Transcriptional targeting of the HER-2/neu oncogene

Breast and ovarian cancers are the leading cause of death for women in many areas in the world including the United States. Overexpression of the HER-2/neu gene (also known as c-erbB2) is a frequent event in about 30% of breast as well as ovarian cancers. The overall survival rates of breast and ovarian cancer patients whose tumors overexpress HER-2/neu are significantly lower than those of patients whose tumors do not overexpress HER-2/neu.
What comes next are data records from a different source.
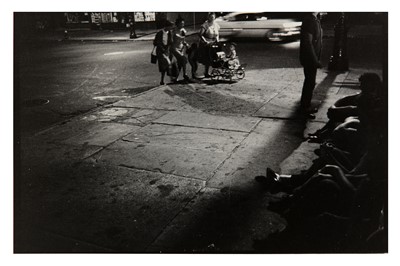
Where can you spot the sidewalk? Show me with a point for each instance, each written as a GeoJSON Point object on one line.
{"type": "Point", "coordinates": [171, 169]}
{"type": "Point", "coordinates": [98, 35]}
{"type": "Point", "coordinates": [355, 31]}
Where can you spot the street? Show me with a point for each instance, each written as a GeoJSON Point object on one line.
{"type": "Point", "coordinates": [113, 162]}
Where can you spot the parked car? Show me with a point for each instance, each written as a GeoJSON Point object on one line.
{"type": "Point", "coordinates": [273, 26]}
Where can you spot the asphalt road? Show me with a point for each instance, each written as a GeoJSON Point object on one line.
{"type": "Point", "coordinates": [58, 80]}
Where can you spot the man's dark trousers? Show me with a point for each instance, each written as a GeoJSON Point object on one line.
{"type": "Point", "coordinates": [310, 73]}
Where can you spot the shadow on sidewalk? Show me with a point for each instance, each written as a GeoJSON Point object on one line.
{"type": "Point", "coordinates": [229, 214]}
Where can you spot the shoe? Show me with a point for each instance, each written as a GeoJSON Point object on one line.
{"type": "Point", "coordinates": [271, 174]}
Overexpression of HER-2/neu leads to elevated tumorigenicity, enhanced metastatic potential, increased resistance to TNF-α-induced apoptosis and resistance to treatments such as paclitaxel and tamoxifen. Down-regulation of the HER-2/neu oncogene causes suppression of the cell-transforming phenotype induced by the oncogene. For example, downregulation of the HER-2/neu gene expression by E1A significantly mitigated tumorigenic activity of human breast and ovarian cancer cells in nude mice. These results strongly imply that HER-2/neu mediated cell transformation may be inhibited by transcriptional repressors that target the promoter of the oncogene. In addition to E1A, we recently identified the ets transcription factor PEA3 as a potential HER-2/neu gene inhibitor. PEA3 binds directly to this consensus binding motif and suppresses the HER-2/neu gene promoter activity. Downregulation of HER-2/neu expression led to inhibition of cell transformation and proliferation in vitro. In a preclinical gene therapy setting, in which the PEA3 gene tumor delivery was facilitated by a cationic liposome DC-Chol, blocked HER-2/neu overexpression by PEA3 resulted in prolonged survival of treated animals. These studies demonstrate a promising approach to cancer gene therapy using transcriptional repressors to target expression of oncogenes such as HER-2/neu.